To statistically analyse the viability of the proposed ensemble framework concerning the base learners used to form the ensemble, McNemar’s statistical test24 is performed. McNemar’s test is a non-parametric analysis of paired nominal data distribution. The “\(p-value\)” signifies the probability of two models being similar, thus, a lower \(p-value\) is desired. To reject the null hypothesis that the two models are similar, the \(p-value\) needs to be smaller than \(5\%\) that is, if \(p-value<0.05\), we can safely say that the two models under consideration are statistically different. From Table 8, it can be concluded that in both the datasets (and in both settings of the SIPaKMeD pap smear dataset), the null hypothesis is rejected, that is, the ensemble model is markedly different from the base learners.

Table 8 Results of the McNemar’s test performed between the proposed ensemble model and the base learners used: null hypothesis is rejected for all cases.

Additional test

To further justify the robustness of the proposed ensemble framework, we evaluate it on an 8-class colorectal cancer histopathology dataset: the Zenodo 5K dataset25. The distribution of images in the dataset is tabulated in Table 9.
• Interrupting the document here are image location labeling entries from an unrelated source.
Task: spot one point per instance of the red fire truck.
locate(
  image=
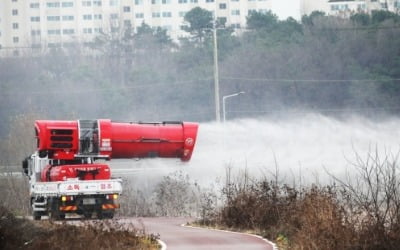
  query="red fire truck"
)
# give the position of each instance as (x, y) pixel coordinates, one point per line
(67, 173)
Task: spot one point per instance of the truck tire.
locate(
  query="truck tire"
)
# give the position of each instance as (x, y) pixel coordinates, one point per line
(37, 216)
(105, 215)
(87, 215)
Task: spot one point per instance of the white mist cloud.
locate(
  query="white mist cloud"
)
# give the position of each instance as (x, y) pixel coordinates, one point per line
(286, 8)
(301, 147)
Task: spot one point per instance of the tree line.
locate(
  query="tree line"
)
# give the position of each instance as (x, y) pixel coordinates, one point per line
(321, 64)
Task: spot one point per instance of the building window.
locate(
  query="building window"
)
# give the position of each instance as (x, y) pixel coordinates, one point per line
(35, 32)
(235, 25)
(86, 3)
(53, 32)
(68, 18)
(34, 5)
(68, 31)
(139, 15)
(53, 5)
(35, 18)
(67, 4)
(87, 30)
(53, 18)
(87, 17)
(222, 20)
(167, 14)
(113, 2)
(235, 12)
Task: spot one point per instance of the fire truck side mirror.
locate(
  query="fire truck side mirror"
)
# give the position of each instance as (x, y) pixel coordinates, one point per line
(25, 166)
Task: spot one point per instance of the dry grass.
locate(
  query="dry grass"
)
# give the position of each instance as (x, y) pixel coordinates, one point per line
(24, 234)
Table 9 Distribution of images in the Zenodo 5K dataset used for the additional test in this research.
Table 10 Results (accuracies in %) obtained by the proposed ensemble framework and its base classifiers on the Zenodo 5K breast histopathology dataset.
Table 11 Comparison of the proposed ensemble method with some previous methods in literature on the Zenodo 5K dataset used for the additional test in this study.

Table 10 shows the results obtained upon evaluation using the fivefold cross-validation scheme. From the table, it can be noted that the ensemble of the classifiers yield results significantly better than its constituent base learners in this multi-class data arrangement, justifying that the proposed ensemble method is robustly boosting the performance of the base learners. Comparison of the results obtained by the proposed method and some state-of-the-art methods are tabulated in Table 11, where the proposed ensemble method is seen to outperform the previous methods by a significant margin.
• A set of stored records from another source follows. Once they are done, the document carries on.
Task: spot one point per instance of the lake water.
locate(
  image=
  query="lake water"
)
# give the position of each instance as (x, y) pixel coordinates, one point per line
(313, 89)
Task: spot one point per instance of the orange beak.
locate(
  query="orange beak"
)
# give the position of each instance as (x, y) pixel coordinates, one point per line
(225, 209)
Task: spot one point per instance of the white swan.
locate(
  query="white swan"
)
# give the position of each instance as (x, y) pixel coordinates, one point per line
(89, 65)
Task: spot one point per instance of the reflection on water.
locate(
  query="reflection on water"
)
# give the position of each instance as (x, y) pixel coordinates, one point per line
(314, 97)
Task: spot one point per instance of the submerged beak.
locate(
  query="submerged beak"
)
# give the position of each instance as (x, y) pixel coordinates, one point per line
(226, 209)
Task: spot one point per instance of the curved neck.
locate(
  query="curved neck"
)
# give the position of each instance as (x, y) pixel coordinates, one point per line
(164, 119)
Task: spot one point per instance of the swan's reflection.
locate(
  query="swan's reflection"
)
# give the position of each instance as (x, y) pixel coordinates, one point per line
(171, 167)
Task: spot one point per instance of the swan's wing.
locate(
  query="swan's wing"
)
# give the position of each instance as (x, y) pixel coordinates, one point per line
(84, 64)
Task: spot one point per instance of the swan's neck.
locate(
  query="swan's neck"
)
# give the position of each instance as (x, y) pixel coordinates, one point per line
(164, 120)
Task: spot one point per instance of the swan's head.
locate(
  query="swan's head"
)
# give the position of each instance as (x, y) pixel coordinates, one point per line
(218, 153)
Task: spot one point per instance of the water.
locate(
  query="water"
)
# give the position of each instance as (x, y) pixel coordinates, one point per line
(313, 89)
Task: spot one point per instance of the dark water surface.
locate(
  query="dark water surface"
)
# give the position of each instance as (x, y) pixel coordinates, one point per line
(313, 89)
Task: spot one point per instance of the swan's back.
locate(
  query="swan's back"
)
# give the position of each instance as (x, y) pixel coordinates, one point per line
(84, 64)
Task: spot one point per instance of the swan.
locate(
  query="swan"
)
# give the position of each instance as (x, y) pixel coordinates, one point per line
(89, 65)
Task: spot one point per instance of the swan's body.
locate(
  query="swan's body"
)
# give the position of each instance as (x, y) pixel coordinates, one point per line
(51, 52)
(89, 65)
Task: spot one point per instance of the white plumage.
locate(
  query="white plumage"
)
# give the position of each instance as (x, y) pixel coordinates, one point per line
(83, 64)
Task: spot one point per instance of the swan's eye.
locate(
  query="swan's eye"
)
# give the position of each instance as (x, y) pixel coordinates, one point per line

Conclusion and future work

Cervical cancer is one of the leading causes of mortality among women, whose population-wide screening is restricted due to the expensive and laborious detection process demanding the expertise of clinicians for detection. In this paper, we develop a CAD framework that classifies cytology images using an ensemble of three standard CNN based classifiers. The proposed ensemble model generates ranks of the classifiers using two non-linear functions which help to take into account the confidence in predictions of the base learners. The proposed CAD framework, when evaluating two benchmark datasets for cervical cytology classification, produces competitive results in terms of accuracy and sensitivity to the disease, thus justifying the effectiveness of the framework. The fast detection tool developed can function like a plug-and-play model that requires little intervention of the expert clinicians for cervical cancer screening, and hence suitable for incorporation in the field.

As discussed previously, some of the images could not be accurately classified by the proposed ensemble model, due to poor image contrast or the presence of overlapping cells. So there might be a need for preprocessing of the images, which we would like to address in the future. We may try contrast enhancement techniques or prior segmentation of cells for isolating overlapping cells. We may also consider ensembles of other base learners, and explore different rank generation functions to perform the ensemble.